"Sanyo Electric Co. announced today its accounting practices are being investigated by the Securities and Exchange Surveillance Committee, sending shares down a whopping 21% in Tokyo trading. Wall Street Journal says the news has serious implications for Goldman Sachs, which helped bail Sanyo out of its difficulties last year by purchasing more than a billion dollars worth of preferred shares....The charges, reported in the Asahi Shimbun this morning, state the company misrepresented its F2004 losses by as much as $1.1 billion.....Fukoku Capital Management analyst Tomokatsu Mori: "The company lacks management competence."
So it's not just US companies that are cooking their books..who would have thought? I'll bet the people from Goldman's due diligence team on that preferred stock purchase choked on their Wheaties this morning.
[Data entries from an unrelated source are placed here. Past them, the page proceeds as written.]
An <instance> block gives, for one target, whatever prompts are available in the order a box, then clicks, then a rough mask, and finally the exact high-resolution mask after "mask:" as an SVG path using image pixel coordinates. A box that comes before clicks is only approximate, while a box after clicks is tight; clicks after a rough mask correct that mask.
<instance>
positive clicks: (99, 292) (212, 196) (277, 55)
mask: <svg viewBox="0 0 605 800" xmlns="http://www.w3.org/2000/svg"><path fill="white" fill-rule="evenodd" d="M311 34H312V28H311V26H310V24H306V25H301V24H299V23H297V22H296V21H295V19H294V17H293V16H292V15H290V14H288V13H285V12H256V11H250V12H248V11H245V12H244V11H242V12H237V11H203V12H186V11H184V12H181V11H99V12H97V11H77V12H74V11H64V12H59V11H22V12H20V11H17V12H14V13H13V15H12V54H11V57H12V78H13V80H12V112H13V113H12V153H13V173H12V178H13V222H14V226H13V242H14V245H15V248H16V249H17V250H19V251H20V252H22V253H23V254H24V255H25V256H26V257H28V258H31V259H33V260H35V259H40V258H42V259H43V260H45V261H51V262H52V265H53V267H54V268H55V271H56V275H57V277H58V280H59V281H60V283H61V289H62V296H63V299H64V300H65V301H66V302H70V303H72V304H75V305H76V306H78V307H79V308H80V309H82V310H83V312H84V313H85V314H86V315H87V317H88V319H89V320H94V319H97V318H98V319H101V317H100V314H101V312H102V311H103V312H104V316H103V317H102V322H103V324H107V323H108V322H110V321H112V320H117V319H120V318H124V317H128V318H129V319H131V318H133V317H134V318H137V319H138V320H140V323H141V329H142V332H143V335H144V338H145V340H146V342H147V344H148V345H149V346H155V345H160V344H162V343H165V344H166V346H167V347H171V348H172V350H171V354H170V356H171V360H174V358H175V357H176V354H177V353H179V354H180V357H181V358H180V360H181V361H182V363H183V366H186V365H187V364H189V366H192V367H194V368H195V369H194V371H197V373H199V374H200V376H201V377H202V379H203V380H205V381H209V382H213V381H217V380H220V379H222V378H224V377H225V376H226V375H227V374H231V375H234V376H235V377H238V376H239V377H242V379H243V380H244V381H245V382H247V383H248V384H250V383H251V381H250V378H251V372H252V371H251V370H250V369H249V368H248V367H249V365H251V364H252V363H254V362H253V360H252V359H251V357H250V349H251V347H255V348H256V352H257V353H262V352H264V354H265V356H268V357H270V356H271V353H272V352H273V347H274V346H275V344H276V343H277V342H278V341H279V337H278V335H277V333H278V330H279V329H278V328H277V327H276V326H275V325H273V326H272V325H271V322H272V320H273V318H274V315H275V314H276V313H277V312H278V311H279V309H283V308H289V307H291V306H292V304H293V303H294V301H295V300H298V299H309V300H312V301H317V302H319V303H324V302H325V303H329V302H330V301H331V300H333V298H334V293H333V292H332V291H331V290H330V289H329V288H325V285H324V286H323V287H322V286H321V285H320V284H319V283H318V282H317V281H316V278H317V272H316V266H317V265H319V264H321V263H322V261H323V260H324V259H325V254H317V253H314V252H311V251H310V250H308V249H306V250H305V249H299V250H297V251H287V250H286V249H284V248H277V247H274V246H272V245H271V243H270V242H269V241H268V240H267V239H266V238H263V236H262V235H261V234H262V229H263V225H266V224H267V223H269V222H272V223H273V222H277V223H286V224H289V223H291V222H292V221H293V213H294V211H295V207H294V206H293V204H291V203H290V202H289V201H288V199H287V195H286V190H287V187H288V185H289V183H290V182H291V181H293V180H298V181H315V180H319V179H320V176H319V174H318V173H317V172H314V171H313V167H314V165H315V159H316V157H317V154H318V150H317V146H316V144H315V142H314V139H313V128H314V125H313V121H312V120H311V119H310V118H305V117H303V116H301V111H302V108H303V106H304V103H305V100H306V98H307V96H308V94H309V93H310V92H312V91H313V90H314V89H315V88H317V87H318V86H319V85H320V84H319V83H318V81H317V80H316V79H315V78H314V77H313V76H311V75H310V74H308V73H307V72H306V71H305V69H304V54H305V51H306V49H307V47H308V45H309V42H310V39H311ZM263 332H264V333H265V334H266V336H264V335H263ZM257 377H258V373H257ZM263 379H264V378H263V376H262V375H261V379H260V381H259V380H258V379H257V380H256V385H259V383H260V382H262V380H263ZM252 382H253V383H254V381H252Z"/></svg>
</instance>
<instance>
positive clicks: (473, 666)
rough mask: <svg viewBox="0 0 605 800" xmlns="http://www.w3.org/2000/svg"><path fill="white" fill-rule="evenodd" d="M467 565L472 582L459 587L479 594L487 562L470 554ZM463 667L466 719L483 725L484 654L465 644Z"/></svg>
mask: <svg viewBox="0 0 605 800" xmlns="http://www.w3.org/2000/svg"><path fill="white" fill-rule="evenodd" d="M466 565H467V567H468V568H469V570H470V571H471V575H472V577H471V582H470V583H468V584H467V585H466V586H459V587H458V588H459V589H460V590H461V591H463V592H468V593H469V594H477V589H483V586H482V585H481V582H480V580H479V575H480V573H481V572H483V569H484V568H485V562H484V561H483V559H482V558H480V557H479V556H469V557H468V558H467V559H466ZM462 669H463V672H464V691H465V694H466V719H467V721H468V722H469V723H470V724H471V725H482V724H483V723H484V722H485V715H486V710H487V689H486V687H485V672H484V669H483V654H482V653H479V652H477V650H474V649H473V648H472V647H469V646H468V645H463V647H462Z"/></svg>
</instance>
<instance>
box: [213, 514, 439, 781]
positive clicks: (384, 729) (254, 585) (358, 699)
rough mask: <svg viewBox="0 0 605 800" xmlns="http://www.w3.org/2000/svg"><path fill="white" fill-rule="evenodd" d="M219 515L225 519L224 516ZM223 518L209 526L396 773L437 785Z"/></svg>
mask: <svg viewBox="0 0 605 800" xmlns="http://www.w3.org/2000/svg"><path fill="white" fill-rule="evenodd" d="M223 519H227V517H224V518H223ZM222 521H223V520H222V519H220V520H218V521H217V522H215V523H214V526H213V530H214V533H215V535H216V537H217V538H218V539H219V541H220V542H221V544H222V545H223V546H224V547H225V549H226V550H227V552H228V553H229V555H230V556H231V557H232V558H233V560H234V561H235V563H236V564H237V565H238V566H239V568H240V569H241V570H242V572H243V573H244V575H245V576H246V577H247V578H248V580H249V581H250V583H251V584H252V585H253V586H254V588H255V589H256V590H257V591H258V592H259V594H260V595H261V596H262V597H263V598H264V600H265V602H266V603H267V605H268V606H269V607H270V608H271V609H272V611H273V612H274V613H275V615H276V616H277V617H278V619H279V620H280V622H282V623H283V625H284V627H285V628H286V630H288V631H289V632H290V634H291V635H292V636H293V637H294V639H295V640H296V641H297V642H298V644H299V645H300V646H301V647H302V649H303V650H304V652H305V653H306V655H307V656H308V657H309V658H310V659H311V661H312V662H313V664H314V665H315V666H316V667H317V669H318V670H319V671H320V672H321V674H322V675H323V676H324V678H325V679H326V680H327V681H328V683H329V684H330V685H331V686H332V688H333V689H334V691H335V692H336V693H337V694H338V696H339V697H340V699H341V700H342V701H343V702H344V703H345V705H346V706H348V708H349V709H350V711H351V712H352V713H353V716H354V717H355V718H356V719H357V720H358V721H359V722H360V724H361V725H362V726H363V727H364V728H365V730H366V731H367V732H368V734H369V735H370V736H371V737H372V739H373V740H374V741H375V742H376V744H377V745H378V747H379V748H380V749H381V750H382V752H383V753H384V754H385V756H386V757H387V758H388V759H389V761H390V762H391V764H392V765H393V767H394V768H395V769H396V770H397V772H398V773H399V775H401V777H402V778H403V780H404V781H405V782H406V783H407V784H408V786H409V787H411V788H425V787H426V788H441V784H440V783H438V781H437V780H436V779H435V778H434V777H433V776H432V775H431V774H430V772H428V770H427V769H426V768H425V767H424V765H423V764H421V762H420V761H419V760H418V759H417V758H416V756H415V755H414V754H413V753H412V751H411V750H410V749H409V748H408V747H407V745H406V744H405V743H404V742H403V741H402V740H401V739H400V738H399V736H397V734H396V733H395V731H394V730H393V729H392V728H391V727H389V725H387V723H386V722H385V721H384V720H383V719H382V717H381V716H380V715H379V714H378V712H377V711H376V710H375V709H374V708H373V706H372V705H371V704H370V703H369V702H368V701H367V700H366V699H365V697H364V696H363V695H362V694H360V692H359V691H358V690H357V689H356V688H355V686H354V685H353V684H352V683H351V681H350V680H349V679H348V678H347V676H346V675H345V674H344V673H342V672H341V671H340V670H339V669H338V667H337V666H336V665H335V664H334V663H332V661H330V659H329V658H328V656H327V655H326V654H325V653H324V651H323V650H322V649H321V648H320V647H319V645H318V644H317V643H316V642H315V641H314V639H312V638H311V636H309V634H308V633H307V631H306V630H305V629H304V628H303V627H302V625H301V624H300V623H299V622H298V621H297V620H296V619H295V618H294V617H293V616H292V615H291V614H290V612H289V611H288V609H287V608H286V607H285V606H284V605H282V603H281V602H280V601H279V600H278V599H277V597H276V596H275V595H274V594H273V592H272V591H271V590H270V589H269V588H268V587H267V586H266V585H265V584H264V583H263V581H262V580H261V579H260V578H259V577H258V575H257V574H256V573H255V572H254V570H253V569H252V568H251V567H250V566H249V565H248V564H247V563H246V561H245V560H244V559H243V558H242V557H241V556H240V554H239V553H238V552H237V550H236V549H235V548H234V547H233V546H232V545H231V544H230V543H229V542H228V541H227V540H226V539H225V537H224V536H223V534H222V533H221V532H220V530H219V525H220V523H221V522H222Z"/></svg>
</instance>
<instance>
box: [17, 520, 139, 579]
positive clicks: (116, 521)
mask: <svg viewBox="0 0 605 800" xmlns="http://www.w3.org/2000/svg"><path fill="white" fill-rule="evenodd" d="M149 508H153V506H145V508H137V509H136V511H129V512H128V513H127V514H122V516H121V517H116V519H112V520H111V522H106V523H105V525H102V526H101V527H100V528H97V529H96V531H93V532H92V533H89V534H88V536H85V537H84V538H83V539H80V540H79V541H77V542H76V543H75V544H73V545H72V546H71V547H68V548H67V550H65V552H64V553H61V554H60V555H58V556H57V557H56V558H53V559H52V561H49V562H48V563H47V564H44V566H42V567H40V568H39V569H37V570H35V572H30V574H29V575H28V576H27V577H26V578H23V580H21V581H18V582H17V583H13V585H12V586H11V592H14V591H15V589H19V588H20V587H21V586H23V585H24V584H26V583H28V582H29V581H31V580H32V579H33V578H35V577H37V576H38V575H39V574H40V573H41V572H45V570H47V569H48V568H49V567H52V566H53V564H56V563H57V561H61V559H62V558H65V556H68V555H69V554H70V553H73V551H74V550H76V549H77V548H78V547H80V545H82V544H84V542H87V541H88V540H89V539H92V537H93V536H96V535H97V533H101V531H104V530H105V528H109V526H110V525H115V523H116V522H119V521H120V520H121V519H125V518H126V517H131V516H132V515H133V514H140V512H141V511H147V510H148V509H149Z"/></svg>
Certainly the audit opinions that were rendered for the periods in question weren't worth the paper they were printed on.According to a Bloomberg story on this subject "Goldman, the world's most profitable securities firm, Daiwa and Sumitomo Mitsui invested 300 billion yen ($2.5 billion) in Sanyo in January 2006 in return for management control. New York-based Goldman and Daiwa SMBC, each bought 125 billion yen of preferred stock that can be converted into a 24.5 percent stake in the company and sold to outside investors without Sanyo's consent starting March 14."
So Goldman was about to be able to start dumping shares in Sanyo...there is certain to be quite a tale behind the timing of this disclosure.
An interesting related fact included in the Bloomberg story is that "the company is seeking buyers for its chipmaking unit in a transaction that may raise more than 100 billion yen($826 million..my addition), two people familiar with the plan said on Feb. 2. The company was forced to stop operations at its chip factory in Niigata, central Japan, after an October 2004 earthquake. Operating losses in the chip unit mounted to 17.7 billion yen in the year to March 2005 and 35.1 billion yen the following year...." I haven't noticed before specific indications of economic loss to a company attributable to an earthquake.